酒井と花江が職場に戻ると言うので、しばらくして厨房を出た。見送りに付いて来た恩田と三人で、もと来た道を戻る。ホテルの玄関を出て階段を下りていると、太く低いエンジン音が聞こえた。顔を上げた時生の目に、本館前の坂を上って来る濃紺のクーペが映った。国産のスポーツカーで、エンジンや足回りをかなりチューンナップしているようだ。
「折坂です。カーマニアで、他にも三、四台持っています」
恩田がそう囁いた直後、青いクーペは駐車場に入って停まった。「あの駐車場って、お客用だよね?」と問いかけた南雲に恩田は、「ええ」と眉をひそめて頷いた。
「万事あんな感じで。何とかしっかりさせようと、先代がお見合いをさせて婚約したんですけどね」
「へえ。相手は?」
「老舗の食器メーカーのご令嬢です。一廻り年下で、折坂にダイエットさせたり服装を変えさせたりしてるとか」
そう囁いた直後、恩田はこちらに歩いて来る折坂に「おはようございます」と声をかけた。「遅れてごめん。ジムのシャワー室が混んでて」とにこやかに応えた折坂は、三十五、六歳。背が高く顔立ちも整っているがややメタボで、身につけた黒いジャケットと白地に青のボーダーカットソーは、腹回りがきつそうだ。通路に下り、恩田は告げた。

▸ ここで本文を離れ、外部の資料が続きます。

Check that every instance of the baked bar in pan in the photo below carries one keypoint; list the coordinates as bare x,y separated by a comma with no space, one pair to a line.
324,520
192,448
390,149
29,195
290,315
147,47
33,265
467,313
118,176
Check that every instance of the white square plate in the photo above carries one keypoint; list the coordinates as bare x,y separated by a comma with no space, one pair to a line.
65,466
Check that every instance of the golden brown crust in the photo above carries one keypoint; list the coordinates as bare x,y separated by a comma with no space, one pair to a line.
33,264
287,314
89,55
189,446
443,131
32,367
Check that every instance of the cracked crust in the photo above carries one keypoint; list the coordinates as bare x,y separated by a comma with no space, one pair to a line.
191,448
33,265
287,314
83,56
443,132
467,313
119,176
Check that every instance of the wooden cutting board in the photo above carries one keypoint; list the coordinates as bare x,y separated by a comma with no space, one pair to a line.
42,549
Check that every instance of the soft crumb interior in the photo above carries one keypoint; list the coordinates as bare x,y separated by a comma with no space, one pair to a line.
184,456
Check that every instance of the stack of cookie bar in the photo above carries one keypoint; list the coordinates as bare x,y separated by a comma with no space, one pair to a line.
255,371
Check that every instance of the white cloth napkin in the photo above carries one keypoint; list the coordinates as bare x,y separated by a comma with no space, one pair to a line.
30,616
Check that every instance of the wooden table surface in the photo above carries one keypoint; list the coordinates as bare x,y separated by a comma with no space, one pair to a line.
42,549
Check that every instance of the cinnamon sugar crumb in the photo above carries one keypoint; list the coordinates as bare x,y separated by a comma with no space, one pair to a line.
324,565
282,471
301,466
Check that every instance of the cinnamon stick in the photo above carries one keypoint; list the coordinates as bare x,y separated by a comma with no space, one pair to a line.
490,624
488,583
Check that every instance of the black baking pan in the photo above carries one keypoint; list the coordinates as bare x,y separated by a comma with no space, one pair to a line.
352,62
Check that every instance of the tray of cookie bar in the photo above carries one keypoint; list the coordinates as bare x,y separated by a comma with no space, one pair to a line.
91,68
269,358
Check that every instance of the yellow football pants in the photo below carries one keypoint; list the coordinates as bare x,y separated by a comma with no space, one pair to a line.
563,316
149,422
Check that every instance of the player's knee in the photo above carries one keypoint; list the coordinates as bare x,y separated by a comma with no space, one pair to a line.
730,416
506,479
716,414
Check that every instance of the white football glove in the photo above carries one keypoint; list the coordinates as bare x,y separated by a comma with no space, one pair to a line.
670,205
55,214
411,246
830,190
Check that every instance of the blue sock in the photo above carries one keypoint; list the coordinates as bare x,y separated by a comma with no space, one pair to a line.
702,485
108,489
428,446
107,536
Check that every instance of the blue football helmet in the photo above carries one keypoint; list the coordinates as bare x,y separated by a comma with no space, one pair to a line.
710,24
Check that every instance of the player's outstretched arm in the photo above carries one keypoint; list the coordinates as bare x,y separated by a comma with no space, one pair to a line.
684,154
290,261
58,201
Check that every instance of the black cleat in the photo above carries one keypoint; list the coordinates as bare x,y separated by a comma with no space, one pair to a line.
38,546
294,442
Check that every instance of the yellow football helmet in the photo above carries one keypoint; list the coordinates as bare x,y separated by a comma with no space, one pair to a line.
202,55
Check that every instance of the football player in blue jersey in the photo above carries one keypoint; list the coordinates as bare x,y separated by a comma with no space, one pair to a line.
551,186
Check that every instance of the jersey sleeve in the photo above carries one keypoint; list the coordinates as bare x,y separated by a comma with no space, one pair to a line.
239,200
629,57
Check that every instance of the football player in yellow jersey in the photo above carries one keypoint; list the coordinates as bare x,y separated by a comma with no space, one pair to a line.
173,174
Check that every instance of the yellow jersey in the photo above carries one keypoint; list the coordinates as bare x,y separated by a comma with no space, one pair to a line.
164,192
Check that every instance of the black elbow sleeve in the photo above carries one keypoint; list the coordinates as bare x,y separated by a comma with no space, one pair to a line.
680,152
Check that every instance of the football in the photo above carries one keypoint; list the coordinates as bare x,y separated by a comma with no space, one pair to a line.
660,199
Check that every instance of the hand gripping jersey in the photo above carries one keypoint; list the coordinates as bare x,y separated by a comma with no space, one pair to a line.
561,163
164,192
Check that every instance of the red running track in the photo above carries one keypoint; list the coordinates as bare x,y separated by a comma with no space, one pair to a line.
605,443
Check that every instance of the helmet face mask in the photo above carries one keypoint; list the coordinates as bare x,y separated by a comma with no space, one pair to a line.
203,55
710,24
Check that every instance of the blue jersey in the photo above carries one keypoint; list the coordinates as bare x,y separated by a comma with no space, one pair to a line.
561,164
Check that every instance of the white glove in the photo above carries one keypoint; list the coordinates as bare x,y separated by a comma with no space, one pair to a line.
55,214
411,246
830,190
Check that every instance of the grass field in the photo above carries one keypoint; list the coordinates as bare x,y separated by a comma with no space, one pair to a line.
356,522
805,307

「こちらは、楠町西署の小暮さんと南雲さん。水上さんの事故の捜査にいらしたそうです」
「それはどうも。折坂と申します」
真顔に戻り、折坂はジャケットのポケットから名刺入れを出して時生と南雲に名刺を渡した。それを手に、時生は訊ねた。
「一昨日の夜、水上さんと会われたそうですね」
「ええ。イベントのポスターの打ち合わせで、バックヤードで話しました」
「それは何時から何時まで?」
「十時半から十一時半ぐらいかなあ」
「そうですか。その時、水上さんに変わった様子はありませんでしたか?」
「特には。お疲れだなとは思いましたけど、いつも通り手際よく応対してくれました。水上さんにはとてもよくしていただいていたので、残念です」
ため息をついて俯き、折坂はまだ少し濡れている髪に手をやった。
11
聞き込みの結果を村崎に報告するために、時生は南雲と楠町西署に戻った。駐車場にセダンを停めて降りると、隣のスペースにも白いセダンが停まった。運転席には剛田、助手席には井手が乗っている。
「お疲れ様です」
降車する二人に声をかけると、井手が言った。
「おう。お前の読み通り、本宮俊吾には何かありそうだぞ」
「と言うと?」
「クラブで飲んでいたというアリバイだが、仲間はその通りだと認めた。だが、防犯カメラの映像などの物証はない」
やり取りしながら通用口に向かった。その後ろを、何やら談笑しつつ南雲と剛田が付いて来る。
「本宮に頼まれ、口裏を合わせた可能性がありますね」
「ああ。で、改めて本宮を聴取するつもりでやつのセレクトショップに行ったんだが、閉まってた。自宅にもいねえし、携帯も通じねえ」
「飛んだってことですか?」
時生が驚くと、井手はネクタイを緩めながら「だろうな」と頷いた。飛んだとは警察の隠語で、行方をくらましたという意味だ。午前十一時前だが曇天で蒸し暑く、梅雨入りが近いことを感じさせる。井手が続けた。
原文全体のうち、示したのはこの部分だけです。